In 2018, Distributed Bio entered into an exclusive partnership with Charles River, a leading provider of essential products and services for pharmaceutical and biotechnology companies, government agencies and leading academic institutions. “Distributed Bio’s library of highly diverse antibodies enables our clients to progress their programs more quickly and seamlessly from hit to clinical candidate,” said Birgit Girshick, Corporate Executive Vice President, Discovery & Safety Assessment, Biologics Testing Solutions, and Avian Vaccine Services at Charles River. “SuperHuman 3.0, coupled with the extensive capabilities of Charles River, creates a truly unparalleled end-to-end platform for therapeutic antibody discovery programs.”
About Distributed Bio
Distributed Bio is a computational immunoengineering biotechnology group, self-funded by licensing a stack of technologies to partners across the pharmaceutical industry. Our mission is to disrupt biologic engineering with big data, machine learning, and computational immunology-driven design.
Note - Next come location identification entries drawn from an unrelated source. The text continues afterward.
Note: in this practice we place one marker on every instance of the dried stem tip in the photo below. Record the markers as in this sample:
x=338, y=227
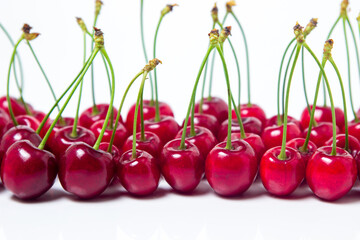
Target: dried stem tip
x=151, y=65
x=229, y=6
x=214, y=13
x=327, y=48
x=99, y=38
x=225, y=33
x=299, y=34
x=168, y=9
x=311, y=25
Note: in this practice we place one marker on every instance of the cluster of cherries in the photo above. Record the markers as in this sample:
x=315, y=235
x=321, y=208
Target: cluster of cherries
x=228, y=143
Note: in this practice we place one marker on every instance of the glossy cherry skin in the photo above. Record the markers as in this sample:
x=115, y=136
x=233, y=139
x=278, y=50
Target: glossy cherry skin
x=251, y=110
x=331, y=177
x=254, y=141
x=16, y=134
x=205, y=120
x=322, y=114
x=63, y=139
x=27, y=171
x=149, y=112
x=273, y=121
x=204, y=140
x=231, y=172
x=281, y=177
x=321, y=133
x=88, y=118
x=84, y=171
x=272, y=136
x=354, y=144
x=182, y=168
x=151, y=145
x=139, y=176
x=120, y=134
x=215, y=107
x=251, y=125
x=297, y=143
x=166, y=129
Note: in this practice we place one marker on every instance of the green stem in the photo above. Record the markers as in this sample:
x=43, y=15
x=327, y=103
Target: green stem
x=109, y=113
x=333, y=151
x=136, y=114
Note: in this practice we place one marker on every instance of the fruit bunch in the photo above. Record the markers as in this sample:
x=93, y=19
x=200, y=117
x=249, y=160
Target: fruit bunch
x=228, y=143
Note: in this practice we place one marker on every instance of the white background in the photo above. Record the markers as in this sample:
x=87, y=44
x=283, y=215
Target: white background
x=182, y=43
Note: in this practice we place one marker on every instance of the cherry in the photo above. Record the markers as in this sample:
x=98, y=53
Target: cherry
x=120, y=134
x=298, y=143
x=27, y=171
x=63, y=139
x=354, y=144
x=322, y=114
x=182, y=168
x=149, y=112
x=321, y=133
x=329, y=176
x=281, y=177
x=166, y=129
x=84, y=171
x=151, y=144
x=139, y=176
x=207, y=121
x=89, y=117
x=273, y=136
x=204, y=140
x=231, y=171
x=214, y=106
x=251, y=125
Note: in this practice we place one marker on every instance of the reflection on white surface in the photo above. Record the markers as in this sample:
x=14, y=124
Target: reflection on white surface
x=168, y=215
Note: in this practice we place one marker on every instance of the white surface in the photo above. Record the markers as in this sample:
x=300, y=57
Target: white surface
x=182, y=43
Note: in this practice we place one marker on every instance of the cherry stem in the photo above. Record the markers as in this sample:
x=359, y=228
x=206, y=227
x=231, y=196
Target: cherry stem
x=136, y=113
x=331, y=60
x=228, y=142
x=20, y=85
x=282, y=155
x=333, y=151
x=192, y=99
x=247, y=57
x=78, y=81
x=279, y=120
x=119, y=110
x=144, y=47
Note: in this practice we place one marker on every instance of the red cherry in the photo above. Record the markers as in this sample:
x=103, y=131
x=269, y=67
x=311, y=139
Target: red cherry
x=84, y=171
x=204, y=140
x=151, y=145
x=139, y=176
x=149, y=112
x=354, y=144
x=120, y=134
x=322, y=114
x=297, y=143
x=27, y=171
x=215, y=107
x=254, y=141
x=182, y=168
x=281, y=177
x=88, y=118
x=272, y=136
x=231, y=172
x=251, y=125
x=321, y=133
x=166, y=129
x=205, y=120
x=63, y=139
x=331, y=177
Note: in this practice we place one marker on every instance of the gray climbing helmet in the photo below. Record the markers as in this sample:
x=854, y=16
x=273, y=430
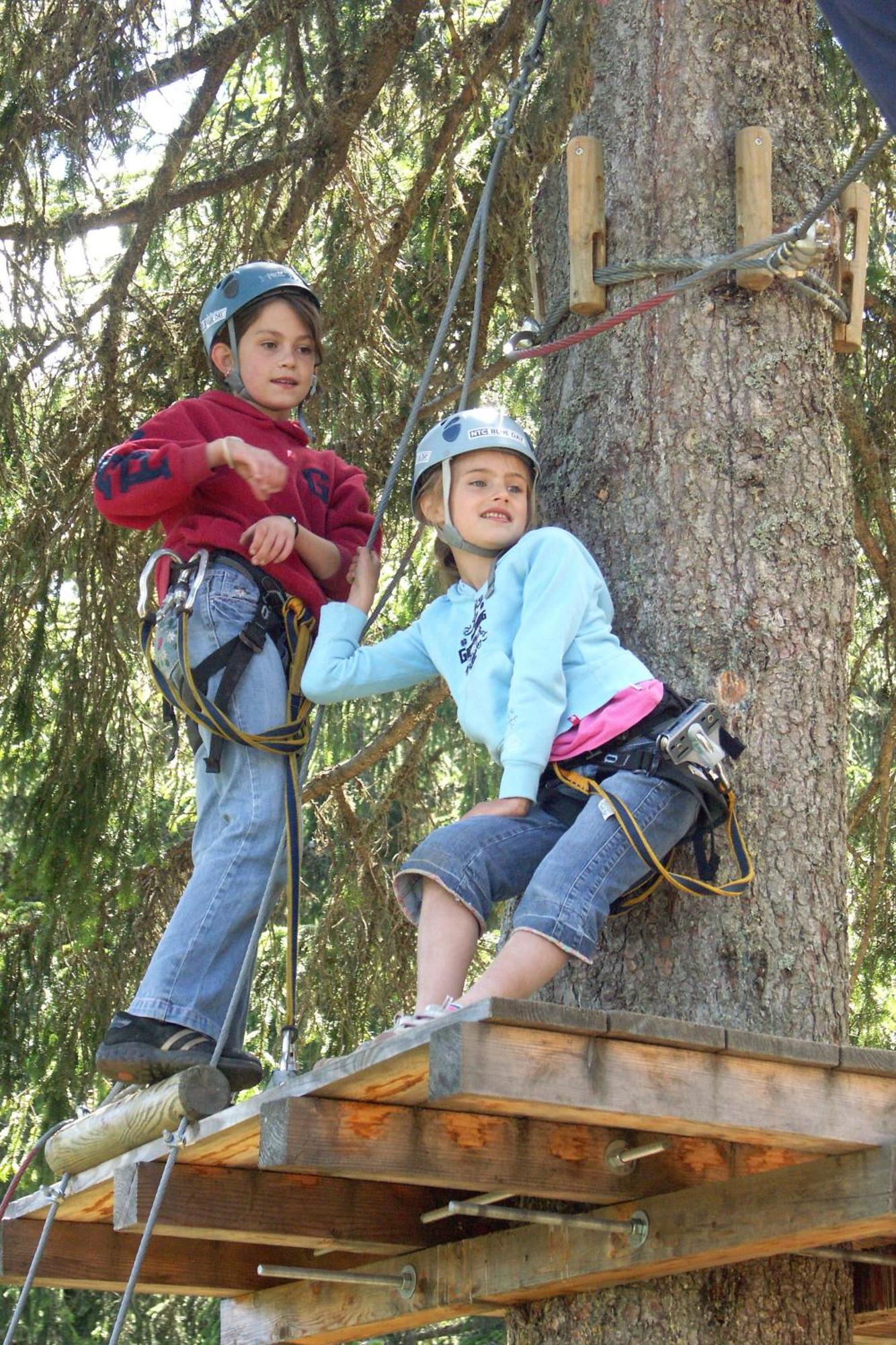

From a team that includes inventors of antibody repertoire sequencing technologies, their AbGenesis antibody and TCR repertoire analysis and engineering platform enables partners to analyze antibody repertoires by high-throughput sequence, sanger sequence, and functional assay without requiring large datacenter investments or local bioinformatics specialists. By using AbGenesis to analyze thousands of antibody repertoires and antibody libraries, they developed the computationally optimized SuperHuman antibody discovery platform. SuperHuman overcomes many of the limitation of other monoclonal generation technologies with an unprecedented diversity and developable fitness that has resulted in a unique engineering opportunity: a library that can generate thousands of unique and developable hits against every antigen tested, enabling routine success against targets that used to be nearly insurmountable – GPCRs, Ion Channels, pMHC complexes, broadly-neutralizing antibodies against HIV, therapeutic anti-idiotypic antibodies, bi-epitopic antibodies, and mouse/NHP/human cross-reactive antibodies.